Es difícil entender cómo, sin ninguna necesidad, Juan Manuel Galán se autoexpuso a un harakiri político al decir que si no obtenía la primera votación en las pasadas elecciones legislativas, renunciaría a su credencial de congresista.
No alcanzó a ser el primero, y ni siquiera el segundo en el Partido Liberal, pero con particular astucia dijo haber puesto a consideración del presidente del Partido, Simón Gaviria, su credencial. No cumplió, en todo caso, con su promesa, pues de haber querido sostener su palabra debió presentar su renuncia irrevocable y punto final, sin poner al pobre Simón en la tarea de cubrir con halagos su ligereza de palabra.
Pero supongamos, por un momento, que hubiese cumplido su promesa y ya hubiese renunciado. ¿Habría hecho lo correcto? Tampoco. Juan Manuel está en un laberinto que él propio se diseñó porque renunciar, o amenazar con renunciar —si es que no era una promesa sino una amenaza— también puede ser interpretado como un menosprecio a las más de setenta mil personas que votaron por él. ¿Por qué ese afán de ser el primero, por qué creer que con cien mil o ciento cincuenta mil se es más congresista que con cuarenta mil? Tiene tanto rango como respeto —incluso más respeto— la primeriza senadora Claudia López, con ochenta mil votos, que aquellos senadores de la U que obtuvieron una votación increíble.
El caso es que el senador Galán ni renunció, ni la puesta en disposición de su credencial será aceptada. La verdad, tampoco debe ser aceptada, pues resulta desproporcionado sacrificar una elección por una ineptitud pueril como esta, y no tanto por la dignidad de senador de Juan Manuel Galán, sino por el respeto que merecen sus electores que responsablemente se molestaron en participar en una democracia en la que pocos creen. Hay que invertir la premisa según la cual los políticos son los dignatarios de los cargos en vez de entender esos cargos como la representación de un electorado que merece ser honrado. Y honrar al electorado es precisamente no escupir promesas insostenibles.
En opinión de otros el senador sí debe renunciar, y —omitiendo un juicio de racionalidad— están en toda la legitimidad lógica y moral de decirlo: un político debe caracterizarse por sostener su palabra; y más cuando se trata de un político que se llama renovador del Partido Liberal. (A propósito, el Partido Liberal no necesita una renovación sino un poco de memoria para recordar a líderes como Francisco Javier Zaldúa, único presidente muerto durante su ejercicio, quien prefirió sostener su palabra y perder con rectitud antes que ganar con trampa, cuando tuvo que lidiar con los límites con Venezuela).

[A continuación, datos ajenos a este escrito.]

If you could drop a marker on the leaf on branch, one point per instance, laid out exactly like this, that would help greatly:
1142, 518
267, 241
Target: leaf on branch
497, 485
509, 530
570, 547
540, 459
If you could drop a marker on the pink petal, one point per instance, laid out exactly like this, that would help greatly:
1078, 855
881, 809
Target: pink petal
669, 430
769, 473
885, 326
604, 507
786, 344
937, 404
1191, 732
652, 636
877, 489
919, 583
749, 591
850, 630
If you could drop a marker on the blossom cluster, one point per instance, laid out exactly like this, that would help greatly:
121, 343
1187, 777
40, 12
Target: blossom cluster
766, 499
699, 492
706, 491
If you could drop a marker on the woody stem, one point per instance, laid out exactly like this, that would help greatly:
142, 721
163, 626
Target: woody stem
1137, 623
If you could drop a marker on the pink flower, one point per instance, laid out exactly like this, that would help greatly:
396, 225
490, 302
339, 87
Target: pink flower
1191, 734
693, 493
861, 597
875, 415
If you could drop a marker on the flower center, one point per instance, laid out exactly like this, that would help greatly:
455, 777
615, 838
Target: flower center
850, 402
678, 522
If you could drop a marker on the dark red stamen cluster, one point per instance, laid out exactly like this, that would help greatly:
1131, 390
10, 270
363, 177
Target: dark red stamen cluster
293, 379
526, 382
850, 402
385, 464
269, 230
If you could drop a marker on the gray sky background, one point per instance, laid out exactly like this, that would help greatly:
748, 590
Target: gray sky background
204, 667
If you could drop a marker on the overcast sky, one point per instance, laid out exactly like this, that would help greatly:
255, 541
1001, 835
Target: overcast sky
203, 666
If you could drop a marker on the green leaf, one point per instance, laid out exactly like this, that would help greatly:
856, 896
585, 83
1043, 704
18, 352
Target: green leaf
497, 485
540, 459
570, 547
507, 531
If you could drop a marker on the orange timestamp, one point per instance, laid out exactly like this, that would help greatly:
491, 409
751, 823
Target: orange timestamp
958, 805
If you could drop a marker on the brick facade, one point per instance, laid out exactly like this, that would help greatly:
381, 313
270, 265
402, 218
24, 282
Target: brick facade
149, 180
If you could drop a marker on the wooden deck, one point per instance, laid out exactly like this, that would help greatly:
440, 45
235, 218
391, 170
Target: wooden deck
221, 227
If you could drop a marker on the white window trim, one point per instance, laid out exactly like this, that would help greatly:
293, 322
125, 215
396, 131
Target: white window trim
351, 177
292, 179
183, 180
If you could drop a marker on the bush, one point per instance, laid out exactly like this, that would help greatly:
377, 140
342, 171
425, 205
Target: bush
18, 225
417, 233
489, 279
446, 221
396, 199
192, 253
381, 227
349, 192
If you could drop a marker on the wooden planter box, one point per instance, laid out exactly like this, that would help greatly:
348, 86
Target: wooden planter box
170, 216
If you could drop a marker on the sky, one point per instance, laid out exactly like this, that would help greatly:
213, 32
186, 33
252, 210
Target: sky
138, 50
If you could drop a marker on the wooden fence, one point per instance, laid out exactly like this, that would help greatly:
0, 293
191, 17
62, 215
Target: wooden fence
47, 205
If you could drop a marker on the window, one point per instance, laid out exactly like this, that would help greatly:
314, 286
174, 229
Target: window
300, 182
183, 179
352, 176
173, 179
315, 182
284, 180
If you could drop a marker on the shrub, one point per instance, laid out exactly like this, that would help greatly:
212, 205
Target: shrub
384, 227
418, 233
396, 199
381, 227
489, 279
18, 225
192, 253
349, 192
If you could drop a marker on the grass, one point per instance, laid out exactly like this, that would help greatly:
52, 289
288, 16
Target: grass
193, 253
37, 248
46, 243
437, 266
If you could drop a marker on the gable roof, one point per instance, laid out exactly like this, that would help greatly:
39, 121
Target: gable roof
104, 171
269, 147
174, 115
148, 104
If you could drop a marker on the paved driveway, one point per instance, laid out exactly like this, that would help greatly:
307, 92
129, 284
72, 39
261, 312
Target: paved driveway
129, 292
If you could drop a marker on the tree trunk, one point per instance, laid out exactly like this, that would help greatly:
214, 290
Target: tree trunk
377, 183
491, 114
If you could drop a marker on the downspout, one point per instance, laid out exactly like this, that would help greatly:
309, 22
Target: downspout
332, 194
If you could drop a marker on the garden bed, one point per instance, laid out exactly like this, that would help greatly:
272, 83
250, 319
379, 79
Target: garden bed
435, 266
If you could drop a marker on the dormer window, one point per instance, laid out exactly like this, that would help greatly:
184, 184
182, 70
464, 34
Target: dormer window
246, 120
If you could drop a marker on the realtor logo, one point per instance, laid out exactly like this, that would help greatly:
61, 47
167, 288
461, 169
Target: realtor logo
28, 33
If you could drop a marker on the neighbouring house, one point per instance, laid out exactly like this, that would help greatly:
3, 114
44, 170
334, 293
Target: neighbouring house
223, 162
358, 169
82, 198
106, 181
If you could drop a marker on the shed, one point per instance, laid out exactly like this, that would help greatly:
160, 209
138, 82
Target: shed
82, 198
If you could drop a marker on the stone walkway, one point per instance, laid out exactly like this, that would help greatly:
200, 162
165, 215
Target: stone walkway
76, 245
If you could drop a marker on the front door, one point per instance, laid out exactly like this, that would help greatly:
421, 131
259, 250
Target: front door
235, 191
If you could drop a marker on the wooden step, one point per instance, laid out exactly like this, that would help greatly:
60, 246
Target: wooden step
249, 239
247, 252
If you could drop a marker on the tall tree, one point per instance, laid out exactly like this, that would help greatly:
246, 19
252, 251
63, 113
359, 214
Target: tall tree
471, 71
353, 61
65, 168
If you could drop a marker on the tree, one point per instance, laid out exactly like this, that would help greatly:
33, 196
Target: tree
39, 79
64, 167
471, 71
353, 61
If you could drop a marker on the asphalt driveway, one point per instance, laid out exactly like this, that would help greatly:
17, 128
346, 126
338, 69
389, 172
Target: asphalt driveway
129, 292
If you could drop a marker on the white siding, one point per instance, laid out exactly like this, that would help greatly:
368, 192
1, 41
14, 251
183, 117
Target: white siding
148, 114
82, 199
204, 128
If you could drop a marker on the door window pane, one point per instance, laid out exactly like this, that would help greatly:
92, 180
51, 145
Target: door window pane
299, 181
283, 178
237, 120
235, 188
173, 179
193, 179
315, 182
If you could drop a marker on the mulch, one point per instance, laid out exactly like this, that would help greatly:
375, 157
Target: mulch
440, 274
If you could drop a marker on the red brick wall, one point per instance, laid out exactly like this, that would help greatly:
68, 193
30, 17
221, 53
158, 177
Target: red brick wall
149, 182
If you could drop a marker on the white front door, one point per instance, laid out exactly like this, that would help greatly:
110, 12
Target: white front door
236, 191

No se entiende si el mensaje de Galán fue un reto para motivarse o un desafío, una promesa o una amenaza a sus posibles electores. No se sabe si fue un capricho político o producto de la imprudencia. Sus palabras recuerdan el desafío de maleante que le hizo Rafael Correa a un caricaturista ecuatoriano: «si es valiente, póngase de candidato. No saca ni un voto», porque parece estar difundida la idea de que más es mejor y una votación astronómica legitima más que una modesta votación de esa que se llama «de opinión». Pero las palabras de Juan Manuel Galán no aclaran su intención.
Y en un oficio como el de él las palabras son importantes.